Rapides Parish School Board


The Rapides Parish School Board is a school district headquartered in Alexandria, Louisiana, United States. It serves Rapides Parish.
Rapides Parish school district consist of mainly elementary schools with most in the city and some in rural areas. There are about 24,000 children that attend schools in the district.
George Washington Bolton, founder of the Bolton family dynasty, was an early member of the RPSB. So was his son, James W. Bolton, for whom Bolton High School is named.
In 1969, the school board was sued for failure to desegregate its public schools under federal court orders. Filed by chief plaintiff Virgie Lee Valley, the suit noted that half of the schools in Wards 1 and 8 were still predominantly African-American. The plaintiffs sought a greater degree of racial integration than then required by federal courts. Until he left office in 1984, Rapides Parish District Attorney Ed Ware represented the board in the desegregation litigation. The suit continued to be litigated periodically under the purview of Judge Nauman Scott of the United States District Court for the Western District of Louisiana. In 2006, Judge Dee D. Drell declared the Rapides Parish schools racially unitary and finally closed the long-term litigation.

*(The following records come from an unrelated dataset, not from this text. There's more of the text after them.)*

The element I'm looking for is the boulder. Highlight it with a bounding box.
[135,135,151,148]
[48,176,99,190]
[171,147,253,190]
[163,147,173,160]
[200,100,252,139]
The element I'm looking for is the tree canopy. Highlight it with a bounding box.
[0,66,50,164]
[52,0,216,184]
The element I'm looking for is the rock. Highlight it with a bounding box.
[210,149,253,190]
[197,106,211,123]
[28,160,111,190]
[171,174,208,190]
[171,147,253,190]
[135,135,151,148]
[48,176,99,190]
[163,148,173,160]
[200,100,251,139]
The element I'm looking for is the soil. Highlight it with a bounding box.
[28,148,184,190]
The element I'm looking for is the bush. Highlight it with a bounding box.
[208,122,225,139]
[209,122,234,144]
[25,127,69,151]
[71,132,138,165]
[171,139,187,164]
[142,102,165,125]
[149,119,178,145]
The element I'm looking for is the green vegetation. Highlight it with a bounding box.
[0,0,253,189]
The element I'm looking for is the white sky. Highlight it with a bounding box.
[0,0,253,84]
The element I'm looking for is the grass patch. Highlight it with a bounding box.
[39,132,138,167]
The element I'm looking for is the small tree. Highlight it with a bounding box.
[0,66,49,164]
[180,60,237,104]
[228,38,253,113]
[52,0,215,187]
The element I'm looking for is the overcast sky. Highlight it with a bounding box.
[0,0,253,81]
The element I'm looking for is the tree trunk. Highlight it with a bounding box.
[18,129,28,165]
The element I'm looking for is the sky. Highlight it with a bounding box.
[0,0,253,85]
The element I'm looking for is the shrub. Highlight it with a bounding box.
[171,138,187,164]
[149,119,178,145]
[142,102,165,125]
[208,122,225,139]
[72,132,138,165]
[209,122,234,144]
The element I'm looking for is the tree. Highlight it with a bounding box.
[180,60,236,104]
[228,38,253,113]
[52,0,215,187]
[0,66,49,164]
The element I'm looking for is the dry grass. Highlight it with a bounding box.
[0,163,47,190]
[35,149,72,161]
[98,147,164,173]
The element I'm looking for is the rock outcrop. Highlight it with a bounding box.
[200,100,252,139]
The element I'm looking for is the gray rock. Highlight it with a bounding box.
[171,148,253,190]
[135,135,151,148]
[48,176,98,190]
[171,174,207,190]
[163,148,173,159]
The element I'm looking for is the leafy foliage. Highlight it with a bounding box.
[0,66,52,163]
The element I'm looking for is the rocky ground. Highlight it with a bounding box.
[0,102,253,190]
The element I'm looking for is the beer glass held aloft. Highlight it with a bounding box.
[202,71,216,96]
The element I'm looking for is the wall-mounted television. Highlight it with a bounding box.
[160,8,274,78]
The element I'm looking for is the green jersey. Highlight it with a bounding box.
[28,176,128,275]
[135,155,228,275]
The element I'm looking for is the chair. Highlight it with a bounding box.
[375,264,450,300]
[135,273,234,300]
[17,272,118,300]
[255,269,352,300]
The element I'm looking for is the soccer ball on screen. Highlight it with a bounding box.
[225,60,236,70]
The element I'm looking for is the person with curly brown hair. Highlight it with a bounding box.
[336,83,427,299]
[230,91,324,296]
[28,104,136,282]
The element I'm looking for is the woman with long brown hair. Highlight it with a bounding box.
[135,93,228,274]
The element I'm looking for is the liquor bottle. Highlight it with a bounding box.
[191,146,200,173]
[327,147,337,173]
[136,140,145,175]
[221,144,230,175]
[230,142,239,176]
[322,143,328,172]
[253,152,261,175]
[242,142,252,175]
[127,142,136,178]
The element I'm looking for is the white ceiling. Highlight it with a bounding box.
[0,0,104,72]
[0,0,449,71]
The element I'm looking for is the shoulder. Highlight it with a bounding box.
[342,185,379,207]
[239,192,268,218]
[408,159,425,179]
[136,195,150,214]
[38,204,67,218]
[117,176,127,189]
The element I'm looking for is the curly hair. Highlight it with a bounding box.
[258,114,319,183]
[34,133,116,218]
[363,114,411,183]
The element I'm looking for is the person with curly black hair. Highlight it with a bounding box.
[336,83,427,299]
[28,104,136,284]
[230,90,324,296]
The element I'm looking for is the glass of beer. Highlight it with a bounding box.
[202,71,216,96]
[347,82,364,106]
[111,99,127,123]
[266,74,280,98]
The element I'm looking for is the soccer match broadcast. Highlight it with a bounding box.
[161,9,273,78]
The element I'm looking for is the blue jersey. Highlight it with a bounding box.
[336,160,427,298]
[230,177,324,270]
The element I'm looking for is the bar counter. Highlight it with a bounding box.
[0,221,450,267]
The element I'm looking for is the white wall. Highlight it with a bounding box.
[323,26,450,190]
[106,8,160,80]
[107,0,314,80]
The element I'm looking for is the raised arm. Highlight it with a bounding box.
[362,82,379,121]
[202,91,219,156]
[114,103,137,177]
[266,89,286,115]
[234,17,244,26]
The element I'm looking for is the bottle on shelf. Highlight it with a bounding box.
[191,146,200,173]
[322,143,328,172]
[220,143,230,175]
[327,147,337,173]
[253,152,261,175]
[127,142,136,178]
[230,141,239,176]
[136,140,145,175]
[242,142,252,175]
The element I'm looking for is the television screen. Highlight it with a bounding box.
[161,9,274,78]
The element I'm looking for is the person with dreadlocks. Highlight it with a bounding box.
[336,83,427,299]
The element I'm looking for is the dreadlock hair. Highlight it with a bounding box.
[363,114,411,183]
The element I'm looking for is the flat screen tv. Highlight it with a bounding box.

In 2016, Patricia E. Powell, a former teacher at Tioga Elementary School, won a judgment of $1,147,732, plus interest and court costs against the Rapides Parish School Board on grounds that her 2001 dismissal was unjust retaliation for published comments that she had made about a former short-term superintendent, Betty Cox. Judge Thomas Yeager of the Louisiana 9th Judicial District Court said that Powell was not afforded "a hearing at a meaningful time and in a meaningful manner" and was "the victim of political retaliation." Powell was fired under former Superintendent Patsy Jenkins. None of the school board members at the time are still serving. One of Powell's attorneys, Mildred Methvin, an Alexandria native, is an alternative dispute resolution mediator from Lafayette. In 2003, Powell wrote a book about her experiences with the school board.
Former State Representatives Israel "Bo" Curtis and Herbert B. Dixon, both African Americans, were elected members of the school board prior to their respective tenures in the state legislature.
Gary Lee Jones, the superintendent from 2003 to 2012, is a member of the Louisiana Board of Elementary and Secondary Education, effective January 2016.